Okay. I wont lie. That one hurt.

"I'm not happy he's hurt." Annabeth's voice began. My hopes started to reignite. "But I will admit it's his fault in the first place. He should of let us handle it. He's not as good as he thinks he is."

And my hopes were put out again. Her words seemed to feel more like physical blows, rather than just words. I wasn't sure why Annabeth's words hurt me more than Thalia's, but at that moment I had to leave. But before I could fully climb out the window, Grover spoke.

"They're right. He should have waited." He seemed to pause as I felt my heart slow. I prayed to all the gods I could name that his empathy link could be cancelled. "We nearly died. Annabeth would have..."

"If Percy had not saved her." Chiron put in, but I could feel he was only arguing to save what little reputation I had left, even if we all felt I didn't deserve it. "Stop him coming with you on quests and in activities if you wish. But give the boy some peace. You don't know how hard he's taking this."

"Why would he take this hard?" Thalia snapped. "What's he got to lose?"

"Annabeth." Was all Chiron replied with a sigh before I heard his hooves walking away.

I quickly jumped out the window and made for the beach, the only place I could be alone and think. The last thing I heard was the door opening and Annabeth's voice, I like to think she sounded worried.

"He's gone."

I walked straight down to the beach, passing the Pegasus stables and wondering if word had gotten to Blackjack about my failures.

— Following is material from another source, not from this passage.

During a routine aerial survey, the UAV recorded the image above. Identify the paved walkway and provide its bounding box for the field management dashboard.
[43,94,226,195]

Yo boss. Blackjack called out, swooping down and falling into stride next to me. I heard what happened. Don't worry, your still the number one in my eyes.

I decided in that moment to not speak. Why? I'm not totally sure, but if people didn't want to talk to me, I wouldn't reply. I don't know why my mind only pictured Annabeth when I thought that.

I simply raised my hand and stroked Blackjack a few times before we reached the sea. I sat down in the surf, me knees in front of me, supporting my arms. I knew this would be one of the first places they looked for me, but I needed the sea. Blackjack, bless his soul, seemed to know I needed to be alone and took off after a quick nuzzle.

What ever physical injuries I had remaining were soon washed away with the tide, leaving me alone with my guilt. I don't know how long I sat there, I wasn't even sure of the date, yet is was dark when the first voice spoke to me.

"Return to your cabin, child." Chiron said gently. "You will have peace there."

I don't know how long he was there for. I didn't care, but I was grateful for him leaving me in peace, he seemed to know I tried, I didn't want any harm to come to the new kids. But that didn't stop me failing to do any of that. I knew I messed up. I knew the camp would look upon me as a failure.

But not Chiron.

I assumed I must not be the first demigod to be a failure.

I didn't get that much sleep that night. My dreams kept repeating the mission over and over. Annabeth kept falling, I kept diving, only in the dreams I was either too slow or she would die upon impact with the water.

It turned out, the next day wasn't much better.

Before the mission, I was always met at my cabin door by Annabeth. Ever since Thalia returned, she nearly always seemed to meet us there too, or she would arrive a few minutes later. I knew they wouldn't be there today. I was slow, I admit, but I wasn't stupid.

Opening my cabin door, I noticed Thalia and Annabeth walking out of Annabeth's cabin, straight towards the dinner tables. Not even a glance in my direction. I began to wonder if they even knew I was here, they probably thought I was missing. But Chiron would have told them differently.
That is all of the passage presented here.